A professor of playwriting at Illinois State University once told James Sherman, "Every playwright writes at least one play to get back at his parents." Sometimes they write more than one. Case in point: Eugene O'Neill, likewise Edward Albee. "Well," says James Sherman before a preview at the Westside Theatre, "I wrote this play because I love my parents." His eyes crinkle behind his horn-rims. "I thought of calling it Three Short Jewish Women."
Instead he called his play From Door to Door, and those three Jewish women are, like Albee's WASPs, his own mother (under another name), his grandmother (under her actual name, Bessie) and — because it was about the fortitude of females — a granddaughter more or less the same age as playwright Sherman.
His mother, Lillian Wolmak Sherman, who has lived all her life in and around Chicago, where he was born, "is going to be here next week, watching and kvelling.
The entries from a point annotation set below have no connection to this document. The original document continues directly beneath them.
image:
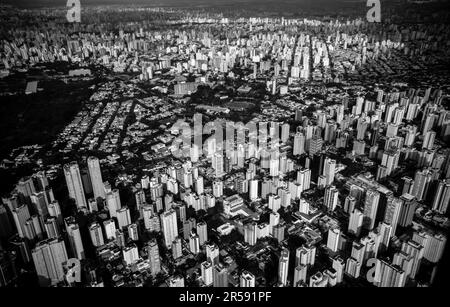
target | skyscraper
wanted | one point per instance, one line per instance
(96, 177)
(220, 276)
(74, 184)
(202, 233)
(169, 226)
(283, 266)
(153, 257)
(96, 234)
(329, 170)
(370, 208)
(49, 257)
(73, 232)
(331, 198)
(355, 223)
(113, 202)
(207, 273)
(247, 279)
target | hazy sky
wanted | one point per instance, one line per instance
(40, 3)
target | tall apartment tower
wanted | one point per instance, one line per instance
(75, 184)
(96, 177)
(169, 226)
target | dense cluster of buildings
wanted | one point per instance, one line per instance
(345, 182)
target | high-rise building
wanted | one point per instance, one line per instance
(415, 250)
(407, 210)
(392, 212)
(113, 202)
(299, 144)
(433, 244)
(176, 281)
(202, 233)
(73, 232)
(133, 233)
(388, 275)
(247, 279)
(283, 266)
(194, 243)
(334, 236)
(220, 276)
(130, 254)
(300, 274)
(177, 249)
(421, 185)
(96, 177)
(331, 198)
(355, 223)
(212, 253)
(96, 234)
(153, 257)
(110, 229)
(250, 233)
(370, 208)
(339, 267)
(305, 255)
(169, 226)
(441, 199)
(123, 217)
(75, 184)
(52, 228)
(49, 257)
(329, 170)
(207, 273)
(21, 215)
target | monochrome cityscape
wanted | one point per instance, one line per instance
(224, 143)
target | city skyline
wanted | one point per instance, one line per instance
(210, 147)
She once said she was going to write her memoirs. When that looked like it wasn't going to happen, I said, 'I'll do it for you.' That became this play."
Sherman's Beau Jest ran for two-and-a-half years and 1,069 performances Off-Broadway. This is a comedy of a deeper sort. "From generation to generation" is, in fact, how L'dor v'dor translates to English, but those Yiddish words in the song the granddaughter remembers her family singing also, to her, mean "from door to door" — all the places her parents were always moving from and to: Douglas Park, Garfield Park, Humboldt Park, Albany Park, Rogers Park, Lincolnwood, Skokie. . . All that is pretty much true, Sherman says, and so is his inclusion of certain shibboleths his Grandmother Bessie lived by: "You don't go on a bus. You don't stare at running water. And stay away from the zoo." She really, as in the play, had great contempt for Fiddler on the Roof. Was she herself actually the product of a shtetl? "We assume so," says her grandson. "We know she came to this country alone, at a young age — and never talked about it."
A showdown comes over the granddaughter's intention to marry a non-Jew. "Was I raised Jewish?" she demands of her unreligious mother.
"What else? Chinese?" the mother responds. "I believe in being Jewish."
James Sherman's wife, actress Linnea Todd, mother of their two young sons, is not Jewish. Well, Mr. Sherman . . . ?
"I was 38," he says. "My mother was so happy to see me marry somebody . . . " He is now thinking of writing a play to be called I Am My Own Mother.